Empregos em telemarketing

Tamanha a demanda no decorrer do ano passado, que a AeC contratou quase 13 mil pessoas, número 20% maior que o de 2019. Agora a empresa emprega 25 mil funcionários em 17 unidades distribuídas em 11 cidades de sete estados do Brasil. 

Por isso, as adequações e os investimentos em home office também fazem parte não apenas da entrega realizada no ano passado, mas das metas estipuladas para este exercício. Apesar de tantas incertezas e desafios, a empresa quer manter o ritmo de crescimento na casa de dois dígitos em 2021. Em termos de empregos também são grandes as expectativas, uma vez que, conforme Celso Ramiro, a geração de novas vagas geralmente acompanha em cerca de 80% o desempenho do negócio.

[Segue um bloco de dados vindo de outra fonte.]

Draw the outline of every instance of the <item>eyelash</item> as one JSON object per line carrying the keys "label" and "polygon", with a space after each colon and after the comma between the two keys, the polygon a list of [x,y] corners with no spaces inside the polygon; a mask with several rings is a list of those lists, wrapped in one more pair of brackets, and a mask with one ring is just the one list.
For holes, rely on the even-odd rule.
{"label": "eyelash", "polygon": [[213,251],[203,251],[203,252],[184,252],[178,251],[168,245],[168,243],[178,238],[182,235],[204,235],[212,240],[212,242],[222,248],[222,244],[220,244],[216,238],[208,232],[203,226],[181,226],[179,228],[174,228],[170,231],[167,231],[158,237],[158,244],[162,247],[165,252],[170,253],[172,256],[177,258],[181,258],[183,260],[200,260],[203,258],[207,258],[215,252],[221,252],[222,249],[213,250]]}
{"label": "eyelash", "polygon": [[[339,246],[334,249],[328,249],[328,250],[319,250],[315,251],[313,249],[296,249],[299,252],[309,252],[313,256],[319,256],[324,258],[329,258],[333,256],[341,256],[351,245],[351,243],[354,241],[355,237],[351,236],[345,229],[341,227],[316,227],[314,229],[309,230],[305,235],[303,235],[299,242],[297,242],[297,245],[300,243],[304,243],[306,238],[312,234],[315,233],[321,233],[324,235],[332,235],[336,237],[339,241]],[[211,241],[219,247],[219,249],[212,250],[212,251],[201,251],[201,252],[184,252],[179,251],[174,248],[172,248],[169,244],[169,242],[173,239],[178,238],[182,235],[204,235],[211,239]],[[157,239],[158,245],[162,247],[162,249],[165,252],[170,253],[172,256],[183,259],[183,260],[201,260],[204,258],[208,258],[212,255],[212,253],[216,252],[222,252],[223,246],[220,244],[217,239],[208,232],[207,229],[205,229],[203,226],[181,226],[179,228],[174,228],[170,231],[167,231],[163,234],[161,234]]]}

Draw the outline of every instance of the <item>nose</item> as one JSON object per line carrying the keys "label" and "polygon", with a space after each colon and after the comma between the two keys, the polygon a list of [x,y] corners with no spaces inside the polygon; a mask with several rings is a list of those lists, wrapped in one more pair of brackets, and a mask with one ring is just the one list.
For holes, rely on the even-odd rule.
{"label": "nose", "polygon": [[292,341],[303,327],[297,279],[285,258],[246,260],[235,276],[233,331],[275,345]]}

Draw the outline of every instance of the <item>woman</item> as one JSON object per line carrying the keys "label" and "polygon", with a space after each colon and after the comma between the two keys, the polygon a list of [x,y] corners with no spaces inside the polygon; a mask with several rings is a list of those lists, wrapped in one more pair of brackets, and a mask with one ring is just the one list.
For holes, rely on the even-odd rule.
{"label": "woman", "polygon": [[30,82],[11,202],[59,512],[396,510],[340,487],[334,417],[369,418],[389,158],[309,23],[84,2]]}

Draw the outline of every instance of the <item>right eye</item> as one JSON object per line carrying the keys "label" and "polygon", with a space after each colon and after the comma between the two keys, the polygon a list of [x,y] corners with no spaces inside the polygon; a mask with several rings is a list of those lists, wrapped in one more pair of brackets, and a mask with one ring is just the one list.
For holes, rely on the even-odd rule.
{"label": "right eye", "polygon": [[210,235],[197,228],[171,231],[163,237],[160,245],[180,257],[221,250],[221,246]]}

Conforme ele, no ano passado foram investidos R$ 20 milhões em infraestrutura – incluindo empréstimo de mais de 10 mil itens, como computadores e laptops, e subsídio de internet e segurança da informação para os funcionários. Também foram realizados aportes em compra de Equipamentos Proteção Individual (EPI) para os colaboradores, bem como adequada toda a infraestrutura dos sites.

Além disso, dois meses após a confirmação da chegada da doença ao Brasil, 80% do quadro funcional da empresa já estava em regime de teletrabalho. Número que caiu para 60% com o passar dos meses e o maior controle do número de casos em cada localidade.

“Hoje a situação é diferente e enfrentamos um momento bem crítico da pandemia, por isso, estamos elevando novamente o percentual de colaboradores em home office. A diferença é que agora dominamos mais do processo. O aprendizado de 2020 trouxe mais conhecimento para 2021, apesar do cenário mais crítico”, avaliou.

Desta maneira, neste exercício, a empresa pretende manter 40% da operação em home office e 20% em modelo híbrido.